CMI Description

From CSDMS

CSDMS Component Model Interface (version 1.0)

  • Any model that provides the Basic Model Interface (BMI) functions can be easily converted to a CSDMS plug-and-play component that has a CSDMS Component Model Interface or CMI. This conversion/wrapping process is done by CSDMS staff. The BMI functions are called by the CMI, by the framework and by service components. It is not necessary for a developer to learn anything about the CMI unless they're just curious. This page is for those curious people.
  • There is really only one CMI wrapper for each of the programming languages supported by CSDMS (C, C++, Fortran (all years), Java and Python). It can be thought of as a "harness" that "slips onto" a BMI-enabled model.
  • By design, the BMI functions are noninvasive. A BMI-compliant model does not make any calls to CSDMS components or tools and is not modified to use CSDMS data structures. BMI therefore introduces no dependencies into a model and the model can still be used in a "stand-alone" manner.
  • The relationship between BMI and CMI is illustrated by the following diagram.
BMI CMI Image.png
  • The CMI-wrapper makes function calls to a model's BMI functions as well as to Service Components and the CSDMS Framework (which complies with the CCA standard for frameworks). Based on the information that it gets from the Model Information Functions, it can determine whether it needs to call Service Components to adjust for differences between a given model component and other model components that it needs to get data from or pass data to. The Service Components can adjust for differences in (1) the type of computational grid (regridding), (2) the time-stepping scheme, (3) variable names and (4) variable units. The CMI wrapper also uses Service Components to write model output in a standardized way to NetCDF files.
  • CSDMS staff compile the CMI-wrapped model as a dynamically linkable library with a language interoperability tool called Babel so that it can interoperate with (i.e. make CMI function calls to) components that may have been written in a different (possibly quite different!) programming language. CMI-wrapped models are pre-compiled units that are selected by users and then dynamically linked at runtime to form composite models.

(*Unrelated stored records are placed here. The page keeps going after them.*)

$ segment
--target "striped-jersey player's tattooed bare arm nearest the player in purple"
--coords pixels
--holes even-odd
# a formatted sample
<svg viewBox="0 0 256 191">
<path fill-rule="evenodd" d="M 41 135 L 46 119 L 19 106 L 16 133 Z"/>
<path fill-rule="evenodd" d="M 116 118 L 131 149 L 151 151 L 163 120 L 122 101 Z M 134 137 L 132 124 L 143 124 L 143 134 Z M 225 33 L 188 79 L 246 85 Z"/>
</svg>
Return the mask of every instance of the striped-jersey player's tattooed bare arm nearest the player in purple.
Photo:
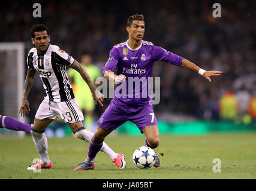
<svg viewBox="0 0 256 191">
<path fill-rule="evenodd" d="M 74 70 L 77 70 L 77 72 L 80 73 L 82 78 L 88 84 L 92 92 L 92 97 L 94 98 L 95 104 L 100 103 L 100 105 L 103 106 L 104 95 L 101 94 L 100 91 L 96 89 L 94 83 L 92 82 L 91 77 L 89 76 L 88 72 L 86 72 L 86 69 L 82 67 L 81 64 L 76 60 L 74 60 L 74 63 L 70 67 L 73 68 Z"/>
</svg>

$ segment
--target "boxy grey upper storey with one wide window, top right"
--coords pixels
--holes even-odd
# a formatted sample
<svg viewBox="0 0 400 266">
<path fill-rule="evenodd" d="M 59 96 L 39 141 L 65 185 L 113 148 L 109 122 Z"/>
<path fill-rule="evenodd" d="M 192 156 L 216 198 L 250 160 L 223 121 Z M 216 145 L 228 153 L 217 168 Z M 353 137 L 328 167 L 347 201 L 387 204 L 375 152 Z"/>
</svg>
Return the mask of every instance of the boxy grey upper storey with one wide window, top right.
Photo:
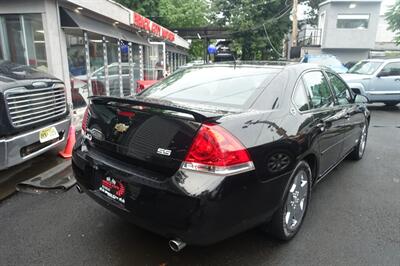
<svg viewBox="0 0 400 266">
<path fill-rule="evenodd" d="M 375 46 L 380 0 L 329 0 L 319 6 L 321 50 L 342 62 L 368 58 Z"/>
</svg>

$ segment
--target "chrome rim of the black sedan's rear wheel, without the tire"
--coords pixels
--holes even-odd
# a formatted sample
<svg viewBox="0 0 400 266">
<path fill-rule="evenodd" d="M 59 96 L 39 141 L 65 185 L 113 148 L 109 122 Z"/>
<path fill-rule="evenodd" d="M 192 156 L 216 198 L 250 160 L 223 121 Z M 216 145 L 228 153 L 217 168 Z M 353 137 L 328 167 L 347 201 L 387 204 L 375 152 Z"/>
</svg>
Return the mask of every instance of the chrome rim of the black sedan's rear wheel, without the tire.
<svg viewBox="0 0 400 266">
<path fill-rule="evenodd" d="M 287 230 L 294 231 L 303 219 L 308 203 L 308 176 L 300 170 L 293 179 L 285 204 L 284 224 Z"/>
</svg>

The components that are to be dynamically linked and their settings are specified in a script (a text file with extension ".rc") that is ingested by the Ccaffeine framework. The CSDMS Web Modeling Tool (WMT) lets users drag model components from a palette into an arena to build a composite model. It also provides a simple tabbed-dialog GUI for each model component that can be used to change a model's settings. These new "custom-built" models can then be run from within the WMT or launched from a command line on the CSDMS high performance cluster, called "beach.colorado.edu".